Last post I mentioned the position of the Terumas haDeshen that rov is just a hanhaga and not a birur; that is, rov just points us to a probable solution to a dilemma, but does not resolve with certainty the underlying question. It would seem, therefore, that if we could achieve certainty, we could no longer rely on the probabilistic resolution of rov. For example, if I had a mix of 9 frogs and 1 tamei sheretz and accidentally touched one animal from the mix, given no other information, since there is a 90% probability that I touched a frog and not the one tamei sheretz, rov dicatates that I am tahor. But let’s say I could know with certainty which animal I touched. Let’s say a Navi came and revealed prophetically that it was the sheretz and not a frog that I came in contact with – would I have a right to still rely on rov? It would seem not, as an assumption about what probably happened cannot trump the revelation of what factually occurred, the certainty of truth.

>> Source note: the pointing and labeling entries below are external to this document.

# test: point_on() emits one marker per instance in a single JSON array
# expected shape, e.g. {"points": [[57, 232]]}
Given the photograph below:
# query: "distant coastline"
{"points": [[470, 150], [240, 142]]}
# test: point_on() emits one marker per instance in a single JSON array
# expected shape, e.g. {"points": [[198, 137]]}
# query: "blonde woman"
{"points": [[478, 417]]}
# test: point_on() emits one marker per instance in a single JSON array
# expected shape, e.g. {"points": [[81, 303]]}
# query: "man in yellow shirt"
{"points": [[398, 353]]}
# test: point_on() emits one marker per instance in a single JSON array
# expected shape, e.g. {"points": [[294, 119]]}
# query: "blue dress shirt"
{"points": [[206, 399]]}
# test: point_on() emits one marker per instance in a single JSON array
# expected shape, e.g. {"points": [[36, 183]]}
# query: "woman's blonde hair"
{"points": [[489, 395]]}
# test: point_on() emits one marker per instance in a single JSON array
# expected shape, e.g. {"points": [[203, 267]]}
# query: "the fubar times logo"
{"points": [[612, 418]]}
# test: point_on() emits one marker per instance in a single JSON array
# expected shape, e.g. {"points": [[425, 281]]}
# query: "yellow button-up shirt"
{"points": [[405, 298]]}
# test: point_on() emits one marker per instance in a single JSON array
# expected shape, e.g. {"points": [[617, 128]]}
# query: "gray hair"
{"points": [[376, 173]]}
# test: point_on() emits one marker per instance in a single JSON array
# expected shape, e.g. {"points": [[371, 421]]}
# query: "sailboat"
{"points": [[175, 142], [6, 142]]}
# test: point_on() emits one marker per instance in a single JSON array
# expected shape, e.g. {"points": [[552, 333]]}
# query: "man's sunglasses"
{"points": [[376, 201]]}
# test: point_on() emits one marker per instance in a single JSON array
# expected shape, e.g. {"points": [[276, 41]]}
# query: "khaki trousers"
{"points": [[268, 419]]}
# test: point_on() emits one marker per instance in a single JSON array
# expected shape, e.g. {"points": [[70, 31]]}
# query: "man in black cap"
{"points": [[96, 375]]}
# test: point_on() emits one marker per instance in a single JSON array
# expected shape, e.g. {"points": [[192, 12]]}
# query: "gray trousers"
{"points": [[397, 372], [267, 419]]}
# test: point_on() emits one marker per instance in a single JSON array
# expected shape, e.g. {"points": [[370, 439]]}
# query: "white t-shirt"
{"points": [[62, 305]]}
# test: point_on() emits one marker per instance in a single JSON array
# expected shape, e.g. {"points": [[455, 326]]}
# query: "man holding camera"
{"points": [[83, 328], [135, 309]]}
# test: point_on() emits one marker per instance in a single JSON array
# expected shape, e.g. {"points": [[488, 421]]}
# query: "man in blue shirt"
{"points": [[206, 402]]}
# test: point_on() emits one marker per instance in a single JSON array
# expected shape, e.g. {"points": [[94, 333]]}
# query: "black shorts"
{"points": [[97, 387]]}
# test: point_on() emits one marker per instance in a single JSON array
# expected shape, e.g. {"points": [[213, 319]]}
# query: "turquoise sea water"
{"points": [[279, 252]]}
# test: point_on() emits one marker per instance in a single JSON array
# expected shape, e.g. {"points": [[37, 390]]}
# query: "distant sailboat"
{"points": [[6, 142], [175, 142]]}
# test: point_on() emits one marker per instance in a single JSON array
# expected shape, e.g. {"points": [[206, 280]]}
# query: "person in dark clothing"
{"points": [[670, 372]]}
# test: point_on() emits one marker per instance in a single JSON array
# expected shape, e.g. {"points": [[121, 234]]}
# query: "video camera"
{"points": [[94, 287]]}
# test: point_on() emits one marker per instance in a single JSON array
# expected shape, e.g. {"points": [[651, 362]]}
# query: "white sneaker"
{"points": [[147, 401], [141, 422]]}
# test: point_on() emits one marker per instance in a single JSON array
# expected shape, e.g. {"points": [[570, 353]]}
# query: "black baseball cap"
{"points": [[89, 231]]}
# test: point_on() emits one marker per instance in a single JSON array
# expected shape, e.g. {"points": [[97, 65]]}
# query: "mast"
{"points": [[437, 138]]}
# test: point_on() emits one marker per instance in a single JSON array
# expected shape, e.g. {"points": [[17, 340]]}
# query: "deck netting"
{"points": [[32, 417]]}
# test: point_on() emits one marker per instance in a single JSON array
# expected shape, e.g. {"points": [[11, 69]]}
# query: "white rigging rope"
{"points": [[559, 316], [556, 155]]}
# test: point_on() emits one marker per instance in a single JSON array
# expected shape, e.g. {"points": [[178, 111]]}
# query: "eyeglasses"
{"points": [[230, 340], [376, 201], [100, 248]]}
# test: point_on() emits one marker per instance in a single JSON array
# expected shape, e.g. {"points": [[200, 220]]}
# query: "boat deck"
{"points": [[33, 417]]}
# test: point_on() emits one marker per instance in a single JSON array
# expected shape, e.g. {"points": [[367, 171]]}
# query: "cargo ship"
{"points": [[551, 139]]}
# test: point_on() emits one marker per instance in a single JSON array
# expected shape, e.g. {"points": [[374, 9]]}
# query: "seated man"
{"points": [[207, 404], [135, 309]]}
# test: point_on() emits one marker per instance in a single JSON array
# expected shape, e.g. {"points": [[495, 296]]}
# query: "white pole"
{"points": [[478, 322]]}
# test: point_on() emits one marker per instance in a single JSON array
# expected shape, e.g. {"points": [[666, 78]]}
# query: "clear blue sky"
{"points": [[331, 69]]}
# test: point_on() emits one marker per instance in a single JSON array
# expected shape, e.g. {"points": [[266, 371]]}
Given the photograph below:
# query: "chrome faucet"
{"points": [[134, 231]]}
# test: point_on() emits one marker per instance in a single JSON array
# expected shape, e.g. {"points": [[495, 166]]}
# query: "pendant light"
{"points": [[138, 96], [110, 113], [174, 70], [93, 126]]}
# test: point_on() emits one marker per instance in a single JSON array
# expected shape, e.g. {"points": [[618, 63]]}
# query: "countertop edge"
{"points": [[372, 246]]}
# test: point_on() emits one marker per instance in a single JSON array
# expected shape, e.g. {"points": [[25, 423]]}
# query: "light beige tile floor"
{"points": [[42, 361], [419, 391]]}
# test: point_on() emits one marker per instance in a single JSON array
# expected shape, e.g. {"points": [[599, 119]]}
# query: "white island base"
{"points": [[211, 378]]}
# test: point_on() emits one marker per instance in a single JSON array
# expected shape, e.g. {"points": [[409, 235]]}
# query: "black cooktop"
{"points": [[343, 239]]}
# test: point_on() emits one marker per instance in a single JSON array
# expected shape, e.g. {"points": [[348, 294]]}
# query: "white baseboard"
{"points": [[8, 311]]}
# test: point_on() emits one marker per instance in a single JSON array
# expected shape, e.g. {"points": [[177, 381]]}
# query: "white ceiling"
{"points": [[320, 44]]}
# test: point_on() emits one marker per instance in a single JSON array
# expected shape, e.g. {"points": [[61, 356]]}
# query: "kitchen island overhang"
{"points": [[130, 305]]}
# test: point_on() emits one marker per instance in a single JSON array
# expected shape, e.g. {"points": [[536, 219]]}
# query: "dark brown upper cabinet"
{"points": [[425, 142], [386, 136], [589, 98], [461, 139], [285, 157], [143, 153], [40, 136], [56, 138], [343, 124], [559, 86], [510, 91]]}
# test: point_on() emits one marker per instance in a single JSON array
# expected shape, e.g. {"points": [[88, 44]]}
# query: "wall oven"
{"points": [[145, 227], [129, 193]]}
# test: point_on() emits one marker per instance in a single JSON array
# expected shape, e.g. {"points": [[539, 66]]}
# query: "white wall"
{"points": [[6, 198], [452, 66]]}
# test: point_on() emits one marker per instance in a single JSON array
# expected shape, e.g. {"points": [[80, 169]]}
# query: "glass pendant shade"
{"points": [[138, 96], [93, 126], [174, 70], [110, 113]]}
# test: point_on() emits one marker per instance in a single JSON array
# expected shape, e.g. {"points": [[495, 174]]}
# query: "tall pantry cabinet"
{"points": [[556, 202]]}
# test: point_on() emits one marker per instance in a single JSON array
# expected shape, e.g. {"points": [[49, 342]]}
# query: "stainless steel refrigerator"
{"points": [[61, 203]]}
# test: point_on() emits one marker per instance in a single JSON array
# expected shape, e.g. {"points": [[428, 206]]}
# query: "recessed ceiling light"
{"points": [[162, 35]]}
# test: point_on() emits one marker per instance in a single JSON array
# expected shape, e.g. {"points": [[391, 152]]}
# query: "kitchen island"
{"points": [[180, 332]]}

The problem is that this thesis seems to contradict a well known gemara. The gemara (Bava Metziya 59) tells us about a dispute between R’ Eliezer and the Chachamim regarding whether a certain type of oven was tahor or tamei. R’ Eliezer marshaled all types of miraculous signs to prove that truth was on his side, culminating in a prophetic bas kol declaring from Heaven that his position was correct. Yet, the Chachamim stood their ground, rejected the bas kol, and declared the halacha always follows the majority opinion - “Acharei rabim l’hatos”, rov always wins. Based on the analysis above, this gemara is puzzling. Rov is probabilistic truth, but not factual certainty. Given no other information, we would assume the majority opinion is correct, just like in the absence of other information we assume a person touched one of the 9 frogs and not the 1 sheretz in a pile. But if we have a window on certainty, then that should trump rov. Just like a revelation of a Navi that factually the sheretz was touched and not a frog renders any discussion of what probably happened moot, the prophetic revelation of by the bas kol that R’ Eliezer is right should render any discussion of majority vs. minority moot.
Why is this case of tanir shel achna’i, the debate between R’ Eliezer and Chachamim, different than the case of 9 frogs and one sheretz?
(A similar question appears in Koveitz Divrei Sofrim of R’ Elchanan, and I think there is more than one way to skin this cat. I like the kashe so I figured I would share it to give you some oneg Shabbos.)